What Are the Side Effects of Inositol?

Inositol has relatively few side effects but may cause stomach upset, diarrhea, gas, or nausea, though rare. 

Some may also experience dizziness or headache if taking more than 12 grams daily. If you experience these symptoms, consider lowering your dose and talking to your doctor. 

When to Take Inositol?

If you choose to supplement with inositol, you can take it in the morning, right before breakfast, or before any meal. However, you can take it any time of day. If you find it causes you stomach upset, make sure to take it with food.

What Dosage of Inositol Should I Take Daily?

The dosage varies, but most doctors agree that 3 to 6 grams daily is the most beneficial. However, some studies say you can take no more than 12 grams daily. Depending on your goals, you can also combine inositol with folic acid or metformin.

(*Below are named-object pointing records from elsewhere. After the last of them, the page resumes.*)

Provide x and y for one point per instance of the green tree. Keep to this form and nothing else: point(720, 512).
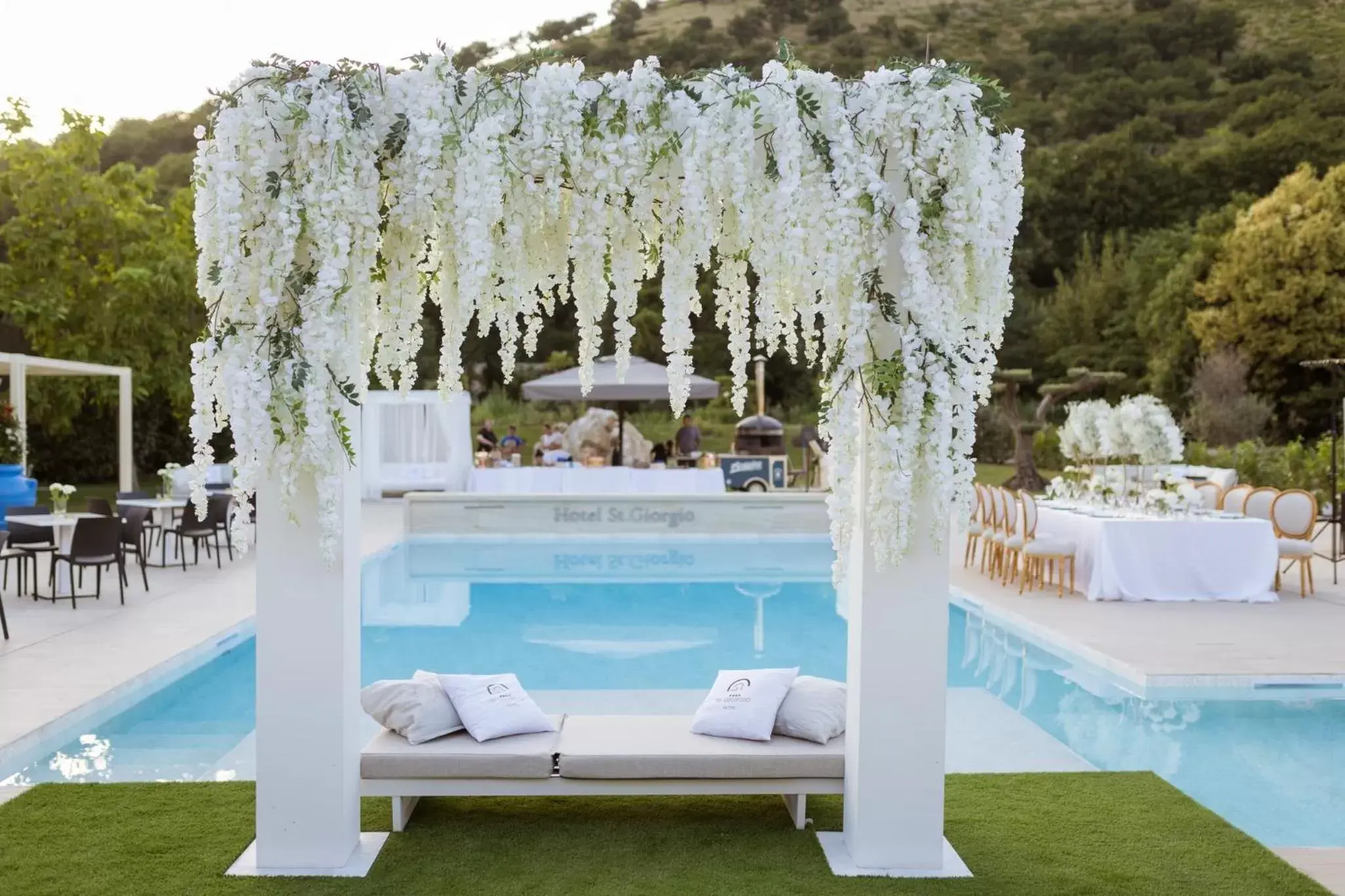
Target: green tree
point(93, 269)
point(1180, 257)
point(1277, 293)
point(1025, 426)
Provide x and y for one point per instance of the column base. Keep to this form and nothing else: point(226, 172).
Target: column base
point(838, 857)
point(357, 865)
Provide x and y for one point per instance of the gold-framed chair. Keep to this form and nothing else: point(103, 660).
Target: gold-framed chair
point(1211, 495)
point(1038, 553)
point(1013, 540)
point(1259, 501)
point(975, 528)
point(1235, 498)
point(1293, 513)
point(993, 534)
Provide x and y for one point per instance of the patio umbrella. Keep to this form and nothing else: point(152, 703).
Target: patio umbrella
point(643, 382)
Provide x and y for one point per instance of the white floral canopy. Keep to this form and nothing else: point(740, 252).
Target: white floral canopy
point(864, 224)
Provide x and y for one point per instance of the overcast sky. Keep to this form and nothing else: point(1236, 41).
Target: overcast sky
point(141, 58)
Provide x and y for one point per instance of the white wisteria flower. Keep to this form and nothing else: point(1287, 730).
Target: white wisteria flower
point(862, 226)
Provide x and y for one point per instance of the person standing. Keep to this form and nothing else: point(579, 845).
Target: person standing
point(689, 438)
point(486, 440)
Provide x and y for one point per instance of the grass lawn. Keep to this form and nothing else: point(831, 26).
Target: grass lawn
point(1048, 834)
point(1000, 473)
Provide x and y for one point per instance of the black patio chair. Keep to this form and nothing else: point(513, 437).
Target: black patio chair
point(32, 539)
point(228, 500)
point(20, 558)
point(95, 543)
point(151, 526)
point(204, 530)
point(5, 624)
point(133, 534)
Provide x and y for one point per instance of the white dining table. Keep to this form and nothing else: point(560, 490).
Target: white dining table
point(1132, 557)
point(62, 528)
point(595, 480)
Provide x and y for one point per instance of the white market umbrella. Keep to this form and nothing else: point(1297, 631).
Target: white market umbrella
point(643, 382)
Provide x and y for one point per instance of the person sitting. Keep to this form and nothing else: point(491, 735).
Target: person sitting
point(486, 440)
point(544, 442)
point(689, 440)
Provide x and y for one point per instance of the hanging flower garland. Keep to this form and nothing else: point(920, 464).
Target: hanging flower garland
point(862, 226)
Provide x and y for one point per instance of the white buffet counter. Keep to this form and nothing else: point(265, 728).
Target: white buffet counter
point(603, 480)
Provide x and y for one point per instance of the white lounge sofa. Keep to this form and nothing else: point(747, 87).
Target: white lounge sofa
point(600, 756)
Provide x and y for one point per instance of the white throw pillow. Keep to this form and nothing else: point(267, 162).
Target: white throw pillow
point(814, 710)
point(494, 706)
point(743, 703)
point(417, 708)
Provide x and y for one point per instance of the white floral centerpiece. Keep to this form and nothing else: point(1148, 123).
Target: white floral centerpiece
point(60, 495)
point(165, 479)
point(1151, 431)
point(1084, 437)
point(332, 199)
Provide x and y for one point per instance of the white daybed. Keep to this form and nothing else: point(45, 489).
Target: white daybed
point(600, 756)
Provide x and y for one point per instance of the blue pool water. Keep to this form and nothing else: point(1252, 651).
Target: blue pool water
point(669, 614)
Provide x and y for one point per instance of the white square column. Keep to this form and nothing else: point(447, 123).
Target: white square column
point(896, 679)
point(307, 692)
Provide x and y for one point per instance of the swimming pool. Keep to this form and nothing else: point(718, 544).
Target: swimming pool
point(667, 614)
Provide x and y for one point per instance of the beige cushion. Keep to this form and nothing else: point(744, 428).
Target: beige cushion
point(636, 747)
point(458, 756)
point(1296, 548)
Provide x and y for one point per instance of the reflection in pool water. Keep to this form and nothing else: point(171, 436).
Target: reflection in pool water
point(636, 616)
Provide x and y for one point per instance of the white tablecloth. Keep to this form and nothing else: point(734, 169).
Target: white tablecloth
point(1168, 559)
point(585, 480)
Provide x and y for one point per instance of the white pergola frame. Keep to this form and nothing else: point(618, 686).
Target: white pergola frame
point(309, 618)
point(19, 367)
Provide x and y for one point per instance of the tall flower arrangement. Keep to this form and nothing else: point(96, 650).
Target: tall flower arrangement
point(1084, 436)
point(332, 199)
point(1151, 431)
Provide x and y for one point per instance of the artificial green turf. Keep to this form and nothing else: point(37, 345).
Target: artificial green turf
point(1047, 834)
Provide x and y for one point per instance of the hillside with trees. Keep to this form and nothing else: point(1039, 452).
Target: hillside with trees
point(1156, 233)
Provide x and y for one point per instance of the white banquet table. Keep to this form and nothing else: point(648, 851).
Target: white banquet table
point(594, 480)
point(1143, 558)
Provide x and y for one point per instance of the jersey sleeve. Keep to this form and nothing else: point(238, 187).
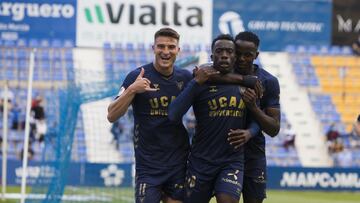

Inositol Versus Metformin for PCOS

Metformin vs. Inositol Supplement

Metformin Vs. Inositol For PCOS

Doctors often prescribe metformin as a PCOS and insulin resistance treatment. It helps sensitize cells to insulin and lower blood sugar levels. However, metformin also causes many gastrointestinal side effects, such as nausea, diarrhea, and stomach pain, among others. 

One meta-analysis on the effect of inositol versus metformin included 1,088 women, and another had 1,691 women participants. Both studies confirmed that Myo-inositol worked just as well as metformin for treating PCOS and insulin resistance. It had the same effect on BMI, fasting blood sugar, LH/FSH ratio, and fasting insulin.

Some studies even point to inositol having better results than metformin. Additionally, taking inositol with folic acid can further improve the supplement’s efficacy. 

However, as Myo-inositol does not have significant side effects, researchers believe this is a more suitable treatment option for women with PCOS.

Where Can I Get Inositol?

Many places sell inositol supplements. You can get them in the form of powder or capsules. At Health & Balance Vitamins, you can purchase a powder form to mix into any drink. It naturally has a very mild sweet taste. But if you don’t like it in plain water, you can mix it into any flavoured drink.

Inositol PCOS Reviews

H&B Vitamins / Inositol Supplement Reviews

How Long Before I See Results With Inositol For PCOS?

Supplementing with inositol can have great results, but you must take it regularly. Additionally, everyone will see different outcomes. 

Generally, you should take it for at least three months before you can start to see or feel improvements. However, it can also take six months or more. But other people may notice results much earlier. 

Remember that supplementation comes with many factors, such as diet, exercise, other health conditions, and other supplements. But the body takes time to adapt, so give it the space and time it needs to start working.

Is Inositol Right for Your PCOS?

While inositol may seem like a magic cure-all for your PCOS, it won’t work for everyone. Everybody has a different body composition. For some, it may work great, while others may not notice any changes. But the same applies to any supplement, medication, or lifestyle change. 

But the research proves that this natural sugar compound can improve blood sugar, insulin resistance, triglycerides, energy, ovulation and fertility, testosterone (hair growth and acne), and blood pressure.

You can decide if supplementing with inositol will work for you and your PCOS symptoms. Are you going to try it?